Он все еще не ответил ей – она была уверена, что ее просьба его удивила, – но мгновением позже она услышала щелчок замка и шаги по лестнице. Она вошла в комнату, которую когда-то делили ее дочери, пытаясь не обращать внимания на то, что теперь ее занимала только Анна.
Эстер сделала глубокий вдох и начала открывать ящики комода Флоренс. Она стала вытаскивать одежду, нижнее белье и купальники и кучами переносить на кровать, где могла рассмотреть вещи поближе. В груде одежды она зацепилась взглядом за старый купальник Флоренс из клуба «Амбассадор» – такой потрепанный, что черная шерсть казалась серой. Она прижала его к лицу и задумалась обо всей этой одежде. Что с ней делать? Оставить? Она сомневалась, что Фанни сможет влезть хоть во что-то. Не после второго ребенка. Она поправила себя – третьего ребенка. У Анны была тонкая талия, наверное, она могла втиснуться почти во все, но Эстер и думать не хотела, чтобы отдавать ей вещи Флоренс.
Джозеф появился в дверях со стопкой из трех пустых ящиков. Он поставил их на пол возле кровати Флоренс.
– Тебе нужна помощь?
Эстер положила купальник на верх комода и оглядела комнату. Ей нужна была ее дочь.
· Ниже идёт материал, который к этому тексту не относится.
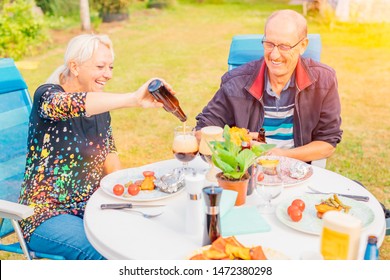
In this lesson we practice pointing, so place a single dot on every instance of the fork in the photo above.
(356, 197)
(145, 215)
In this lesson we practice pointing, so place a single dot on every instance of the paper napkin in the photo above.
(239, 220)
(243, 220)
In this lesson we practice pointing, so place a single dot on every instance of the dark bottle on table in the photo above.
(170, 102)
(371, 252)
(212, 230)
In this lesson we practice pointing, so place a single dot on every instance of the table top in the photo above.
(120, 234)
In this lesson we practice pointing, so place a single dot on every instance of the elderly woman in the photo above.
(71, 146)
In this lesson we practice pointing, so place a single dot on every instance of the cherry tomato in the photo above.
(296, 215)
(300, 203)
(292, 208)
(118, 189)
(133, 189)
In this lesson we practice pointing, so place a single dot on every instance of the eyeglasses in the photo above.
(269, 46)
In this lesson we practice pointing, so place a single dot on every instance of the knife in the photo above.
(126, 205)
(355, 197)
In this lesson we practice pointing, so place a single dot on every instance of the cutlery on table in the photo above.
(355, 197)
(126, 206)
(145, 215)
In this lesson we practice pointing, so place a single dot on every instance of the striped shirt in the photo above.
(279, 114)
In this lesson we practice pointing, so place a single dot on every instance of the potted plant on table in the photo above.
(234, 156)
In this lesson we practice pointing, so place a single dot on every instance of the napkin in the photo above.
(239, 220)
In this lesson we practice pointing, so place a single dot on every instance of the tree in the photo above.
(84, 15)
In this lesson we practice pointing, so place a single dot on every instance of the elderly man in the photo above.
(294, 98)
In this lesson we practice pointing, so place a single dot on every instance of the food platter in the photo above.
(286, 164)
(310, 223)
(271, 254)
(133, 174)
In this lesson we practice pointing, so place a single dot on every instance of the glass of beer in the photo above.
(209, 134)
(185, 146)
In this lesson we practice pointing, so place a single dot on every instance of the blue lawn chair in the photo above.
(15, 107)
(247, 47)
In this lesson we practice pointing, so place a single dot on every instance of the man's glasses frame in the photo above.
(269, 46)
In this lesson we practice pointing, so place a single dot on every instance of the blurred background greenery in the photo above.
(187, 42)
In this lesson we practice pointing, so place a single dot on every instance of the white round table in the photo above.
(118, 234)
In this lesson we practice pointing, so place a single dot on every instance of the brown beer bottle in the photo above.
(171, 104)
(261, 136)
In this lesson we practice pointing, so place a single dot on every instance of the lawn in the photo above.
(188, 46)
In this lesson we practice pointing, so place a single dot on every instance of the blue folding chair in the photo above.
(15, 107)
(247, 47)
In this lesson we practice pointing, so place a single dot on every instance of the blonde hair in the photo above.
(80, 49)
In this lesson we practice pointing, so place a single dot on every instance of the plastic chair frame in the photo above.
(14, 119)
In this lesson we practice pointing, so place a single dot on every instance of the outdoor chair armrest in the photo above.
(15, 211)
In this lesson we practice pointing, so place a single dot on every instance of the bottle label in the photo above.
(334, 245)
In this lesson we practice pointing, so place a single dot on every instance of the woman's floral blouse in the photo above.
(66, 153)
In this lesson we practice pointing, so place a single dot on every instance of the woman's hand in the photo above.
(145, 99)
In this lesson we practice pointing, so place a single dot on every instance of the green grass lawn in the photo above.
(188, 46)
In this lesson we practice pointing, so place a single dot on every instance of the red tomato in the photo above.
(300, 203)
(296, 215)
(292, 208)
(118, 189)
(133, 189)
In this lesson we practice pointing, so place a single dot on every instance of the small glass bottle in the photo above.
(372, 252)
(212, 229)
(171, 103)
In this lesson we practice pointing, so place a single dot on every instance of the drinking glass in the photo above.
(269, 182)
(208, 134)
(185, 146)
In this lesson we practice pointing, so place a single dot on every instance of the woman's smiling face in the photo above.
(96, 71)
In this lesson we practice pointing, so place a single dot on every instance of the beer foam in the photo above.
(185, 144)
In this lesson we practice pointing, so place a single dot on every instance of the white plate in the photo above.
(285, 164)
(134, 174)
(310, 223)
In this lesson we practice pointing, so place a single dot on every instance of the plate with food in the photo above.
(293, 171)
(229, 248)
(142, 185)
(309, 220)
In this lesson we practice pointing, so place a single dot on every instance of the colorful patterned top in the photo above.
(66, 154)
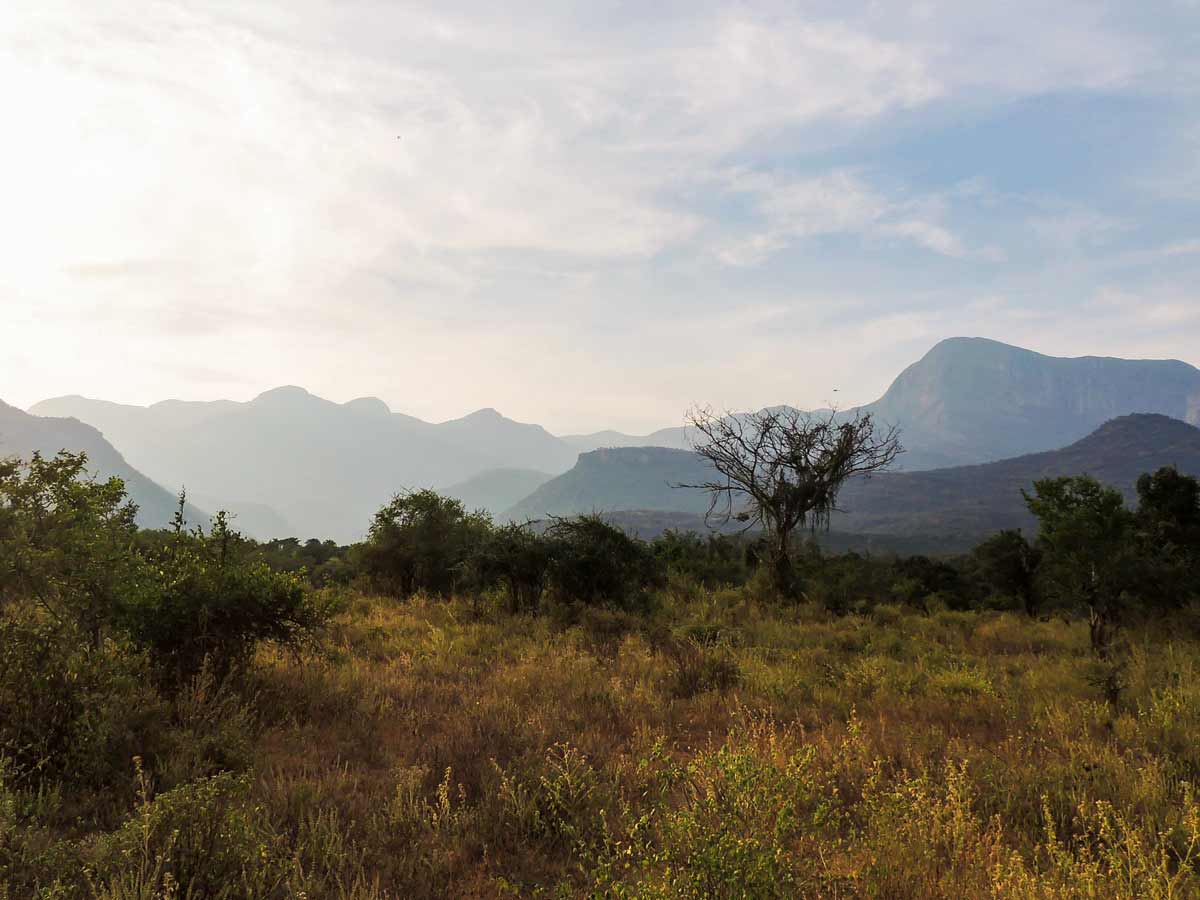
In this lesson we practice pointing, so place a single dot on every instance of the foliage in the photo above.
(1086, 534)
(70, 714)
(711, 561)
(66, 540)
(209, 600)
(421, 541)
(1007, 564)
(519, 558)
(784, 469)
(597, 563)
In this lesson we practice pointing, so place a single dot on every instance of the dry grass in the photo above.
(727, 749)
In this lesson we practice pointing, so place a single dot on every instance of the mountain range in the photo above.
(295, 462)
(322, 468)
(951, 508)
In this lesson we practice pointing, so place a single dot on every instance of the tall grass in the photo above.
(719, 748)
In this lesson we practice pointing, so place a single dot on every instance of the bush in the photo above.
(597, 563)
(201, 840)
(421, 541)
(70, 715)
(207, 600)
(517, 558)
(714, 561)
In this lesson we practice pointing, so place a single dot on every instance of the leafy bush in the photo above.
(70, 715)
(713, 561)
(597, 563)
(421, 541)
(205, 839)
(517, 558)
(66, 541)
(207, 600)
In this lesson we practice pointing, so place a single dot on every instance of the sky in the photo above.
(587, 215)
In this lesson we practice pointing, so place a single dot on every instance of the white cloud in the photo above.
(219, 187)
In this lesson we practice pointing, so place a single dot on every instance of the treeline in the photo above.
(1092, 556)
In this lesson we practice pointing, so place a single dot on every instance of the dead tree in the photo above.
(781, 469)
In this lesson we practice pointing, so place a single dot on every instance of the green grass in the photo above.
(723, 748)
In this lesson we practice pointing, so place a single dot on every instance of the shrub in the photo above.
(517, 558)
(597, 563)
(421, 541)
(70, 715)
(66, 541)
(207, 600)
(205, 839)
(713, 561)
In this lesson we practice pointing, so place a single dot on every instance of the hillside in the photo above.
(977, 499)
(961, 502)
(22, 435)
(324, 468)
(497, 490)
(321, 467)
(972, 400)
(619, 479)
Она хотела было сказать это ему, но остановилась просто на «я справлюсь».
Она перенесла один ящик на кровать, взяла неглиже, сложила его заново и убрала на дно. Неужели Джозеф так и планировал торчать в дверях весь день? Она хотела, чтобы он оставил ее одну, но, к ее разочарованию, он подошел к комоду, открыл ящик и достал пару мотоциклетных очков, которые Флоренс надевала во время своего заплыва вокруг острова.
– Хитрая была идея, – сказал он. – Обмакнуть их в парафин. – Воск начал отходить большими хлопьями, и он оторвал от кожи приставший кусочек.
Эстер коротко вздохнула.
– Не сильно ей это помогло.
– Она проплыла вокруг острова Абсекон.
– И это должно меня радовать?
– Это радовало ее.
Эстер обеими руками уперлась в ящик перед собой.
– Ты бы поступил так же еще раз? – осторожно спросила она. – Научил ее плавать, поддерживал ее тренировки и участие в соревнованиях? Зная, как все закончится.
– Конечно нет. – Он обошел кровать, взял чулки и начал их складывать. Ее сердце сжалось. Он явно не собирался уходить.
– Не так. – Она взяла в руки пару таких же чулок, что он держал в руках. – Сначала сложи их вдвое. Затем сверни.
Джозеф посмотрел на нее с такой жалостью, что она едва не закричала, но сделал, как она велела.
Он свернул еще три пары, прежде чем снова заговорить.
– Разве тебе даже самую малость не нравилось смотреть, что она могла сделать в воде?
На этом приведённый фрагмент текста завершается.